Rating A (old school rating)
Release March 1936
Director George King
About London barber Sweeney Todd (Tod Slaughter) provides the bakeshop next door with grisly makings for meat pies.
Moon: no moon sighting
Where to Watch: Netflix UK and Youtube
- It’s a ‘when it was made’ sort of grumble. The shots used to tell the story would not be what we’d remotely accept today and it’s mainly down to the placement of the actors. In some scenes, the camera will move to a close up and back to a mid shot and there’s no continuity to where the actor is, or even to the facial expressions used from one shot to another.
Another example would be when moving to a close up of an actor’s hand. There’s no way in which the hand would be held in such a way and it’s often obvious that it’s not even on the same set.

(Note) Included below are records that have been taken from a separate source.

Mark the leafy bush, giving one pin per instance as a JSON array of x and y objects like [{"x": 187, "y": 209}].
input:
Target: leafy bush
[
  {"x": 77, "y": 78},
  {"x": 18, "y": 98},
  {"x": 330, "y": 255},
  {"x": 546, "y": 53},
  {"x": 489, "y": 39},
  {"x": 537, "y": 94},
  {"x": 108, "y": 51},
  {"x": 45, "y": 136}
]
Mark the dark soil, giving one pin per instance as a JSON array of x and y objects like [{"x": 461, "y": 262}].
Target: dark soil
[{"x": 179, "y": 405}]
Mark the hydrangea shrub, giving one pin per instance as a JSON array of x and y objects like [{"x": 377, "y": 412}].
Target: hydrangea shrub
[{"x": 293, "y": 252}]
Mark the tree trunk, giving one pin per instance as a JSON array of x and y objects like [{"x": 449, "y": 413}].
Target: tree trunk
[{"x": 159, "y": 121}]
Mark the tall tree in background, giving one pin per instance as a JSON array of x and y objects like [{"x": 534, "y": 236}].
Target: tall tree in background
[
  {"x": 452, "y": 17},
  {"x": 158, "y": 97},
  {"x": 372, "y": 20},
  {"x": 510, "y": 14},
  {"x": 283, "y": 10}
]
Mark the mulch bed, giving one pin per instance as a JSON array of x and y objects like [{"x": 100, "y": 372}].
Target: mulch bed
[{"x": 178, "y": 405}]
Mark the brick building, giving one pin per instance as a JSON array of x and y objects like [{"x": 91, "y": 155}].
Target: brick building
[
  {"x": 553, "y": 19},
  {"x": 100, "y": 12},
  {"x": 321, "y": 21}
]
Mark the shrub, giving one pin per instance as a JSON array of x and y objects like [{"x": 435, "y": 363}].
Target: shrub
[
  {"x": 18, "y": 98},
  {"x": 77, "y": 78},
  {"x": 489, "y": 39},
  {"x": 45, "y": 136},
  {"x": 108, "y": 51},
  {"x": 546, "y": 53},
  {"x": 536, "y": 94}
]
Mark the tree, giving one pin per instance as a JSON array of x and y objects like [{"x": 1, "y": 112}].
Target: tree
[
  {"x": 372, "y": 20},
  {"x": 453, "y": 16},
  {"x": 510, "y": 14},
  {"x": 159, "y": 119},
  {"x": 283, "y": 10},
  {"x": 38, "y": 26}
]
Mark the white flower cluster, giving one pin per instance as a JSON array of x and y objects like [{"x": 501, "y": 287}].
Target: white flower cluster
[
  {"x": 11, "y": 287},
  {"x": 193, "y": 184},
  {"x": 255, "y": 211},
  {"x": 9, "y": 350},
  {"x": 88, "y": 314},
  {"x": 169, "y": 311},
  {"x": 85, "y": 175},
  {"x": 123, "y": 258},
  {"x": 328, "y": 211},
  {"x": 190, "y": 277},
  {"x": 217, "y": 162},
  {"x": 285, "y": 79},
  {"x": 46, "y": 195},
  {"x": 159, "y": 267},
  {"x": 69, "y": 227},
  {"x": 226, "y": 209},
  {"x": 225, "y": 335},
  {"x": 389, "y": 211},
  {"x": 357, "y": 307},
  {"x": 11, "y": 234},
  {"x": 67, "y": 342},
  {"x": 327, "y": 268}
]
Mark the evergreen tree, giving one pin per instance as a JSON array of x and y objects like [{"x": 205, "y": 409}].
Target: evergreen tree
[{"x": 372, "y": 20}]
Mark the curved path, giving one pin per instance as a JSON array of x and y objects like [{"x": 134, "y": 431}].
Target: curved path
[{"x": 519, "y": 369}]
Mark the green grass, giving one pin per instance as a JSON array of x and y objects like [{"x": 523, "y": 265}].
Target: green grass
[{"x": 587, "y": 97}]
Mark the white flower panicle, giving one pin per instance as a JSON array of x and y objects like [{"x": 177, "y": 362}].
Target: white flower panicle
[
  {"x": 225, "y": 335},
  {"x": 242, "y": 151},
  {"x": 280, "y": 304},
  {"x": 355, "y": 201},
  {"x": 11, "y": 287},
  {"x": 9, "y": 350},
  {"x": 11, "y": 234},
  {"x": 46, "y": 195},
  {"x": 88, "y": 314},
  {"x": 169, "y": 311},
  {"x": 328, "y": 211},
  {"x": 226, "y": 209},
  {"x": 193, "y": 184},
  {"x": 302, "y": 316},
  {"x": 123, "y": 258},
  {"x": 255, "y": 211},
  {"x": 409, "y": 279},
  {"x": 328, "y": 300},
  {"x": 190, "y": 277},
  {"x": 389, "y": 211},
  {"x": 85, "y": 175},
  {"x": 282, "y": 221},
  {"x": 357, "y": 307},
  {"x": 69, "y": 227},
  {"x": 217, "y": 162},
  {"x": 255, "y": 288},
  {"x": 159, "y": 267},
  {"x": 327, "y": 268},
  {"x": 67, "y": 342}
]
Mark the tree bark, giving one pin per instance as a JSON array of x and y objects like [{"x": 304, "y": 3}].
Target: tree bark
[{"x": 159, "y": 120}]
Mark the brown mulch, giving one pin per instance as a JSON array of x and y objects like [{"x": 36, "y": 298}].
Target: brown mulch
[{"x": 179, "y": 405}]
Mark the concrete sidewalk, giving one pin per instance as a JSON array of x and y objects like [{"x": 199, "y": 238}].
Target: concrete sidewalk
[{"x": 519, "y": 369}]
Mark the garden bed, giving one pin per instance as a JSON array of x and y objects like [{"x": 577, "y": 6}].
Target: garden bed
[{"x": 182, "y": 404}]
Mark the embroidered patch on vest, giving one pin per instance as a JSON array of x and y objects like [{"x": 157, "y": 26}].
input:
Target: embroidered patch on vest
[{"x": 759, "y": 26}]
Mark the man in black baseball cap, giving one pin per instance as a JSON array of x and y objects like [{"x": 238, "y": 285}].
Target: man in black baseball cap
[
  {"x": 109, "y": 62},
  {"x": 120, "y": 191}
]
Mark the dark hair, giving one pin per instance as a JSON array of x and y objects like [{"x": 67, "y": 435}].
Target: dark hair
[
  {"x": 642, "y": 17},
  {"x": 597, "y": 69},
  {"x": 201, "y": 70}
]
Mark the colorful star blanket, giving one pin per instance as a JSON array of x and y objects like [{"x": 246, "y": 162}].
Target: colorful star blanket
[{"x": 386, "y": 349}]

- There’s a way in which people performed in early cinema, particularly when it came to the projection of the voice. It really does grate on me.
- Unfortunately the quality of the film must have deteriorated somewhat before it was digitised. Now, I do like an element of the scratches, but it does sadden me that there are other films that will have been lost due to this.
- Much like a Hammer horror, we get the bookend narrative. There’s something rather charming about it and in this case, it allows for a humorous ending as the listener runs from the “modern day” barber’s into the street of a bustling London.
- Tod Slaughter was rather brilliant as the titular barber. The manacle laugh and his treatment of his apprentice, all gave Sweeny Todd a memorable charactisation.
- NO SONGS! I’m not a musical gal and it’s why I’m not overly fond of Burton’s offering of the penny dreadful story. However, I do love the story so this is just perfect.
It’s not going to keep the family entertained, but it certainly is a must watch for anyone with an ounce of love for film.